A fashion show can be something so profoundly ceremonial that it attains the peculiar power of an occult ritual. I can appreciate why there are people who feel the arc has been devolutionary, rather than evolutionary, but I’m not one of those used-to-be-better types. True, the question I’ve been asked more than any other is how I’ve managed to sustain my interest over such a long stretch of time. Also true, fashion isn’t as infinite as quantum physics. Still, I have hardly ever been bored by The Show: tested, yes, but in half an hour, I’ll be somewhere else, and a world away. I can’t make art or movies or music and I’m fascinated by people who can, even when what they produce is dreadful. Same with fashion. They’re all mysteries I’ve never felt compelled to solve. Who needs quantum physics when infinite patience is your most virtuous self?
So, I come to praise The Show, not to bury it. Anyway, rumours of its death are clearly exaggerated. The coming weeks will see a wave of digital simulacra, and there is hubbub about physical get-togethers in September, Second Wave willing. So, consider present circumstances a state of suspended animation, like a beauty that’s sleeping. I do know this: when it wakes, it will be a very different creature. For instance, my friend Jamie in New York is working with a company called Sensorium, who are trying to perfect the virtual fashion show with a multi-pronged approach that embraces traditional video and stills, 3D motion capture and 3D “photogrammetry.” They talk about “transcending the physical runway” — I guess they have to, don’t they? — but intriguingly, they also emphasise “presence,” which I take to mean the feeling of actually being somewhere.

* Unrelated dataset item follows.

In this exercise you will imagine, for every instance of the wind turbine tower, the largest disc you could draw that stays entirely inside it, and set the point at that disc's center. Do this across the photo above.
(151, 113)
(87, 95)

VR’s genuine ability to embed you in an alternate reality was devastatingly brought home to me by Alejandro González Iñárritu’s Carne y Arena, a short film following a group of migrants as they cross the Mexican border into the US. The sensation of sheer physical terror was jolting.
The idea of bringing a similarly potent degree of immersive emotional engagement to bear on a VR alternative to the familiar show format obviously suggests all sorts of dazzling technical possibilities. But, in my role as booster or apologist or nostalgist, I’ll say that the primal element that connects the wealth of shows I’ve seen over the years is the focused physicality of an audience of people gathered together in a theatre, a museum, a ballroom, a garden, an underground carpark, an abandoned coal mine or a cave to take part in something so profoundly ceremonial that it can, at its pinnacle, attain the peculiar power of an occult ritual. And you don’t need a budget of millions to spark this effect. Two words: Helmut Lang. I chose his last ever show because, though no one knew it at the time, it had the wonderful feeling of heading somewhere new. Which is exactly what Helmut did, though he left fashion behind to do it. So, hindsight inevitably colours my re-visit.
I did toy with the idea of projecting myself back into the past, into the purity of seeing the thing for the first time, but that required more of a performance than I’m capable of, to un-see everything that’s happened since. Besides, hindsight is hella fun. I’ve always wanted to know what happened next: read the last page, skip to the last episode, and then track back, fore-armed with the future. But what does happen next for The Show? By the time we can get bums on seats again, will fashion have ceremonialised another way to present itself? Or — to inject a pragmatic note of the utilitarian — to generate that all-important content? After all, there is an industry that needs servicing.
Time will tell. For the moment, I’m just going to have to poke around in this grab-bag of golden oldies and maybe someone else will winkle out ways in which the past can seed a glorious future. I’m only happy and grateful I was there to see it.